Ele já podia ver a curvatura no horizonte. As nuvens não estavam tão carregadas quanto pela manhã e as menores já haviam ficado para trás. Continuou escalando até alcançar a primeira nuvem maior que exergasse. Ao chegar na parte de
baixo da nuvem, era como se tivesse chegado na boca de um poço fechado ao subir com a ajuda da água. Por mais que quisesse atravessar as partículas densas
da base da nuvem, não conseguia. Decidiu ajustar o seu peso mais uma vez, de
forma que pudesse deslocar as partículas da sua frente. Talvez por falta de controle, elevou demais o peso e começou a descer. A descida foi brusca, porém
no ápice da adrenalina ajustou o seu peso novamente. Quando conseguiu "perfurar" a nuvem, escalou por ela até conseguir exergar o azul do céu novamente.
Ele elevou o seu corpo e conseguir ajustar o seu peso de forma a ficar de pé.
A nuvem era bastante instável, mudando de forma a todo momento e movimentando-se de forma que dificultava bastante o ajuste do peso. Quando via que não conseguiria se manter, simplesmente mudava de nuvem.

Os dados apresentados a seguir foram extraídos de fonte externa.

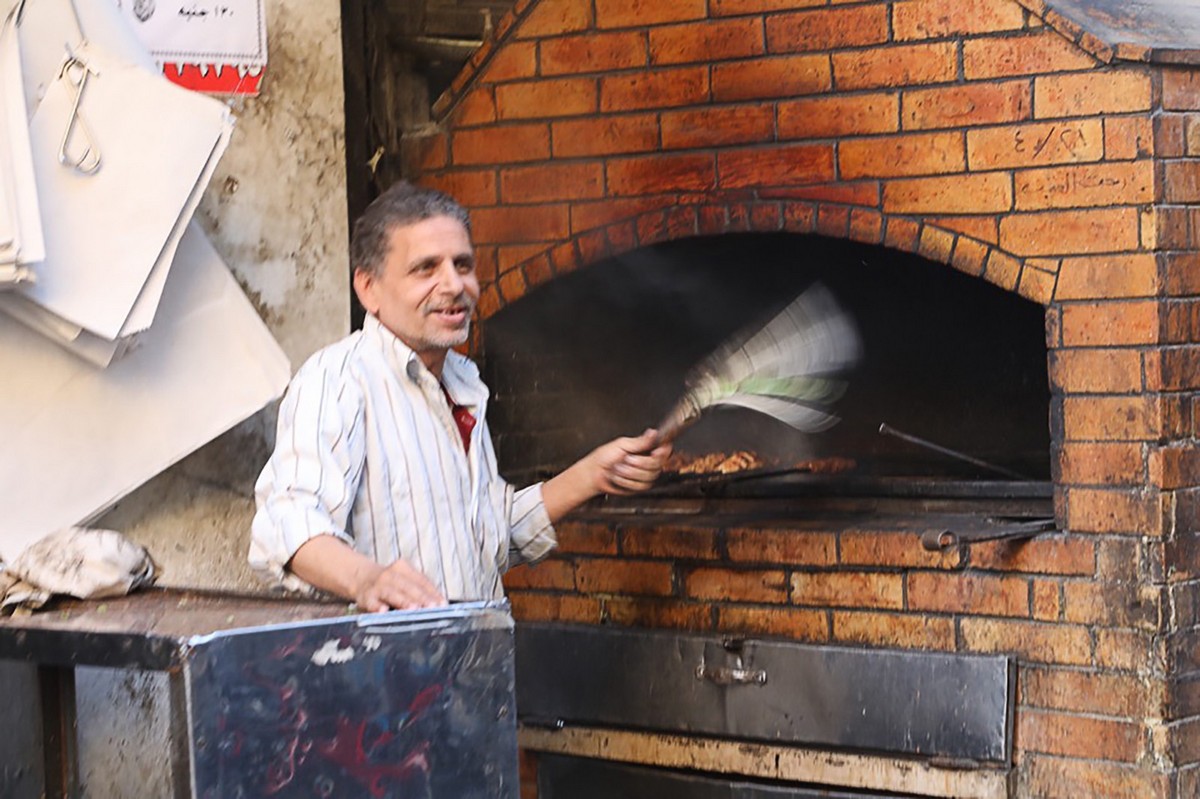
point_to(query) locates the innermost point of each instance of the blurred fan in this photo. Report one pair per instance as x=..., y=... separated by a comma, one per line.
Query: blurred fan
x=789, y=370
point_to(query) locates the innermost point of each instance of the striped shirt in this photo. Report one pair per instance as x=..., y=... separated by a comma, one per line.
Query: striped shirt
x=367, y=450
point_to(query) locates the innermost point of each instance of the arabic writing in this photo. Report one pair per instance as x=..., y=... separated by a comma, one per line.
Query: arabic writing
x=203, y=11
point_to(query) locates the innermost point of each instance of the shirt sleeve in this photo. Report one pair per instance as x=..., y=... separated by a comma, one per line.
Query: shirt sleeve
x=309, y=484
x=531, y=532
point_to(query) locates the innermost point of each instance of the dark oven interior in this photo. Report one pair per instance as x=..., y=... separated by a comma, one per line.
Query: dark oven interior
x=955, y=366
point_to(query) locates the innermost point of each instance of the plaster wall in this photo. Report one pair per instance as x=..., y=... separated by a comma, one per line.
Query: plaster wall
x=276, y=212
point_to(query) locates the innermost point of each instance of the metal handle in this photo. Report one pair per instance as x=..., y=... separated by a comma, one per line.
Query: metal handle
x=729, y=676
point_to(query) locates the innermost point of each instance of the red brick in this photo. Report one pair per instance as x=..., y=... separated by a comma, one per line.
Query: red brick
x=557, y=575
x=1111, y=604
x=1051, y=776
x=514, y=224
x=1091, y=92
x=901, y=234
x=906, y=631
x=820, y=118
x=629, y=13
x=982, y=193
x=546, y=97
x=706, y=127
x=660, y=89
x=1047, y=600
x=1127, y=138
x=605, y=136
x=847, y=589
x=1035, y=145
x=471, y=187
x=708, y=41
x=663, y=541
x=1108, y=276
x=1032, y=641
x=1095, y=692
x=1110, y=323
x=651, y=174
x=1181, y=181
x=1110, y=419
x=983, y=228
x=513, y=61
x=979, y=103
x=778, y=77
x=798, y=624
x=593, y=53
x=781, y=547
x=895, y=66
x=1113, y=510
x=1089, y=185
x=1128, y=650
x=915, y=19
x=976, y=594
x=555, y=607
x=1096, y=371
x=1181, y=89
x=1083, y=463
x=586, y=216
x=915, y=154
x=935, y=245
x=555, y=181
x=503, y=144
x=556, y=18
x=786, y=164
x=1037, y=53
x=1002, y=269
x=970, y=256
x=1057, y=233
x=604, y=576
x=732, y=586
x=658, y=613
x=827, y=29
x=1059, y=733
x=733, y=7
x=865, y=226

Em poucas horas ele dominou o ajuste de acordo com o comportamento das nuvens. Sentou em uma delas, deixando suas pernas suspensas no ar. Olhou para baixo, sem vertigem. Não via nada em detalhes, distante de tudo e de todos, porém
ele tinha certeza que estava longe de sua cidade e quem sabe do seu país, pois em poucas horas de viagem pelas nuvens, tudo que via abaixo de si era a água do oceano.
A partir daquele dia, decidiu viver dessa forma, subindo aos céus para morar
nas nuvens e descendo à terra para se alimentar. Ele não sabia o impacto que
os registros de sua primeira ascensão causariam em todo mundo. O vídeo que foi
postado nas redes sociais viralizou como nenhum outro na história da internet. Em poucas horas, milhões, em poucos dias, bilhões. Hoje esse número de acessos e visualizações beira o incalculável, pois diferentemente de registros forjados, esse viria a ser confirmado pelo próprio protagonista do episódio.
Logo na primeira vez que desceu para comprar comida, as pessoas o reconheceram imediatamente, pois seu rosto ficou conhecido em todas as partes do mundo.
Seu apartamento fora revirado e sua vida completamente exposta: fotos, registros pessoais, nome, idade e tudo o que poderia extrair de lá. Ele chegou a ser
reverenciado como uma espécie de deus, porém fazia questão de negar quando isso acontecia. Seu relato do dia em que obteve as habilidades foi ouvido por todos e a humanidade teve que reconhecer que, entre os bilhões de habitantes do planeta terra, havia um que era capaz de subir aos céus e descer ao solo, da mesma forma que uma pessoa comum consegue respirar.